THE WRITERS’ RETREAT
Up and down the mountain I went. Every time I had to use the outhouse, go to my tent, get something out of my car, get a drink out of Andi’s small farmhouse, it was up and down the mountain. We workshopped and did exercises. We wrote. We talked. We ate. A singer/songwriter came Saturday night and played music and told us about his writing process. Did I mention my grandpa died late Friday night? Up and down the mountain I went.
On Sunday, the group was incredibly close. We were friends, we would remain friends, and we were thankful for each other. We did goal-setting activities to make sure we didn’t lose momentum or become writerless writers. One activity included making a list of things we were obligated to do or responsible for. I assumed we were thinking of things that got in the way of writing.
Be with Nick
Run Grab the Lapels
Virtual book tours
Dishes, dusting, sweeping
Write a syllabus
Finish reviews for JMWW and TNBBC
Pet cat, who throws up/gets wacky if I don’t
I finished my list before everyone else. Life must not be too hard for me, I thought. I do have lots of time to write. In fact, I have very little to give up in order to live a full-on writing life! It was simply that I didn’t know how to live differently, to take care of my writing self. After everyone was done, Andi explained that if writing didn’t make my top-five priorities, I would never do it. What? Writing wasn’t even on my list! I had given up my whole weekend—abandoned my family while my grandpa died—so I could find out I was not a writer. I felt awful.
FROM VIRGINIA TO THE FUNERAL HOME
One of grandpa’s favorite photos. Placed on his casket at his funeral.

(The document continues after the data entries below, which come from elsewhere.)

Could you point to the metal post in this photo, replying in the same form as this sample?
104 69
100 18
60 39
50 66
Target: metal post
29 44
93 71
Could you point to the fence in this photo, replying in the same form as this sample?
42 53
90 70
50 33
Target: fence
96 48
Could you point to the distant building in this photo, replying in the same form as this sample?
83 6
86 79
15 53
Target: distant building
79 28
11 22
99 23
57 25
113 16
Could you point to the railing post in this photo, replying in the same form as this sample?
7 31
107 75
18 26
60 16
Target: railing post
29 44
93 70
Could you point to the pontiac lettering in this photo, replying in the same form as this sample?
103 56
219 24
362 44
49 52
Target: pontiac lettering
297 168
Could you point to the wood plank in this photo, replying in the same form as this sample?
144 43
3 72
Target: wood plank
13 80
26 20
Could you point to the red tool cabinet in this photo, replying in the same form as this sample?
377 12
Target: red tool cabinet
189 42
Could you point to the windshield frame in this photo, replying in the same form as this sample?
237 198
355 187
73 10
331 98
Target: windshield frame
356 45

From Virginia to Ohio I went, 406 miles. And then from Ohio directly to the funeral home in Michigan, 309 miles. It was all really real, and only after 2 months. Grandpa had a red casket, which matched the last motorcycle he bought. The funeral procession had over 80 motorcycles, with my dad, mom, grandma, brother, and me at the front. I didn’t care that I was wearing a dress. “Fuck ’em,” Grandpa would say, and I knew I would say it too, if I had to. Riding with my brother, I noticed in the side mirror that the color of his arm, his wedding ring, the way he shifted the motorcycle, and his white sleeve and leather vest all looked just like Grandpa’s. I couldn’t stop crying. My brother said he noticed it too. 18 miles we went to the cemetery. I felt like I abandoned my grandpa again, leaving him there at his last stop.
KNOWING MORE ABOUT MYSELF
It took me a day or two to come to what I now know: writing has to be in my top five priorities, not that it should be, but that it is. If it isn’t, I never would have made that trip to Virginia, wouldn’t have left my family and husband behind during such a difficult week. The $2,000 I spent on my car were repairs that it needed anyway, trip or no trip. Borrowed items are easily returned, had I decided I should cancel my spot at the retreat. It was only $75 to register. But I wanted so badly to go that I convinced myself that all that “money, time, and effort” couldn’t be recuperated. Silly me.
Then again, grandpa was always traveling.
He had more miles on him than anyone else I know. He would have loved the mountains, loved the fainting goats and friendly dogs, the bonfire and singer/songwriter. He would have whistled in perfect pitch, added some vibrato. He would have looked around for Sasquatch; he was funny like that.
I’m not going to say I went to the writers’ retreat in honor of my grandpa, or because he would have wanted me to go, but I don’t believe he would think too shabbily of me and my decision.